Word Auto Suggestion App Presentation

Nimish Sanghi
December 5, 2016

The application is meant to predict the next best word for English Language.
The corpus was provided as part of the exercise and can be found at Capstone Dataset
The Application uses a language model built using the above corpus. I first tried to use “tm” package but due to speed shifted to “qunateda” package for building n-grams.
Language Model is built using uni, bi and trigrams on the given corpus.
Complete code (language model and shiny app) is hosted at github Code.

Prediction is based on Katz's back off algorithm.
A discount rate of 0.5 is used in the model.
While predicting next next word, the algorithm uses Katz's backoff to first find the existence of the trigram. In case it is not found, it backs off to bigram model to predict the next word failing which it again backs off to unigram model to predict the word.
Calculation of probabilities for next word based on trigram. bigram or unigram is done according to the explanation given in two videos - Discounting Methods Part 1 and Discounting Methods Part 2
Originally while building tri/bi and unigrams, phrases with frequency count of 1 were retained in the model. However, this made the model very heavy in terms of dataset size. Accordingly, the final deployment of app removed all these trigrams and bigrams which had a frequency of 1.

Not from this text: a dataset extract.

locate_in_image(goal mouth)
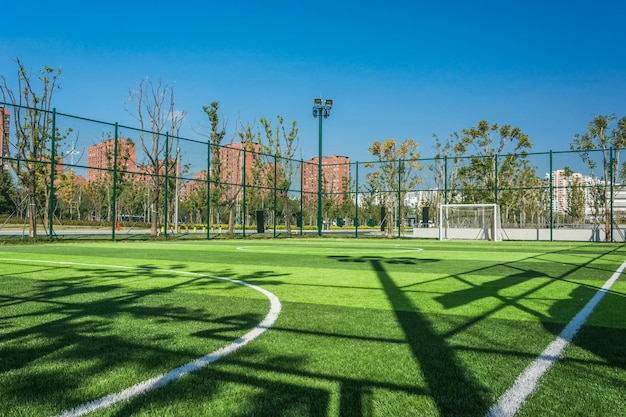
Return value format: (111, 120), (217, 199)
(439, 204), (502, 242)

The word suggestion application in form of a shiny app is hosted here Next Word Predictor.
Please go to the link and in the top left side, enter a phrase in the input text area.
The app will suggest next best 5 words in the order of priority.
The app will also display a word cloud of these five recommendations with size of words proportional to the relative probability of suggestion.
First time query may take a little longer (45-60 secs). However, it is pretty responsive after first query.
In case no word is found, it displays “None” to inform the user that it has no recommendation for next word at this point in time.

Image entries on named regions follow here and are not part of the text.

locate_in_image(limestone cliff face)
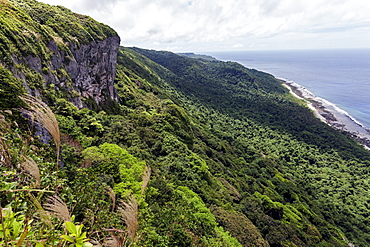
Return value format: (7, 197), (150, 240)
(13, 36), (120, 108)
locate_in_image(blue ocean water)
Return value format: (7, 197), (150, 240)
(207, 49), (370, 128)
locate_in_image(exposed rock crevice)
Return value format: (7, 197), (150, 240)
(13, 36), (120, 109)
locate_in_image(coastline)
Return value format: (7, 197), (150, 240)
(277, 78), (370, 150)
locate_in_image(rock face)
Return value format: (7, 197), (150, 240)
(13, 36), (120, 109)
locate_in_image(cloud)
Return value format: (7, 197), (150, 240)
(40, 0), (370, 49)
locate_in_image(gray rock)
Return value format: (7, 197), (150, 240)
(12, 36), (120, 109)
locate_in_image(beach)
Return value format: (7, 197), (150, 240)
(279, 79), (370, 150)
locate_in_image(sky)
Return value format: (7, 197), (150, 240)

The trigram and bigram models are built using stop words so that the suggestions can complete the sentence properly with articles and prepositions. However, this overwhelms the model as frequently the suggestion for next work is a stop word. This needs to be improved.
Currently the model uses trigram as the biggest construct. For better contextuality, the model needs to have skip gram models or higher order ngrams.
The model uses a fixed discount probability of 0.5. In next iteration, the discount rate could be tuned using a validation model.
The prediction model instead of using Katz's backoff could be built using more sophisticated prediction models. A comparative study of various language and prediction models are given in the paper An empirical study of smoothing techniques for language modeling. I got the link from Course discussion forums.